Fue un mensaje para el pueblo de Dios que “existe, sufre y demanda cambios urgentes”, aunque señaló, también, que le correspondía “hacer, con todo respeto, la invocación a las máximas autoridades del país a colocarse por unos minutos, en la situación de aquellos que más sufren, afrontando cara a cara nuestros desaciertos y los graves males en que hemos incurrido, incluidas, las muertes que esperan aún, justicia y reparación”.
Finalmente dijo: “Como Iglesia no estamos para dar soluciones estratégicas o tácticas que corresponden al campo estrictamente político y económico. Pero no puede quedarse muda ante el relajamiento humano y ético de la Patria.
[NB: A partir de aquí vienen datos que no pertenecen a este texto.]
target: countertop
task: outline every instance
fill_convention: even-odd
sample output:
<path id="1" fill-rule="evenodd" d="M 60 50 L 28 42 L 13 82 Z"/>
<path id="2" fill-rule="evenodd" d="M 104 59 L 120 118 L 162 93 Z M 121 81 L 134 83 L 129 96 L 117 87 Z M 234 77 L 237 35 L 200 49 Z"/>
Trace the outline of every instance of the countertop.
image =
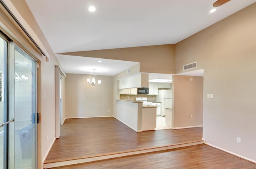
<path id="1" fill-rule="evenodd" d="M 143 101 L 136 101 L 136 100 L 119 100 L 118 99 L 115 99 L 115 100 L 118 100 L 118 101 L 127 101 L 128 102 L 131 102 L 131 103 L 143 103 Z"/>
<path id="2" fill-rule="evenodd" d="M 145 105 L 142 106 L 142 108 L 152 108 L 152 107 L 157 107 L 157 106 L 155 106 L 154 105 Z"/>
No puede dejar de llamar a todos a la unidad para un programa mínimo común y efectivo que prevea afrontar, con el concurso de todos, los sectores sociales y políticos, la urgente necesidad de afrontar la situación dramática que se avecina, fortaleciendo y anchando la participación y la democracia, en vez de restringirla, dando preferencia a los más vulnerables…”
Dios es grande, cumple misteriosamente y con sorpresa sus promesas y no va a olvidar a su pueblo, pero el pueblo tiene que unirse y hermanarse, aunque sus líderes lo ignoren, lo traicionen, lo olviden o se vendan a los poderosos extranjeros. Hay que tenerlo muy presente. Pero esa unión dependerá de la acción política de los hombres y mujeres más lúcidos y honestos, “una de las formas más altas de la caridad”, como ha recordado el Papa Francisco.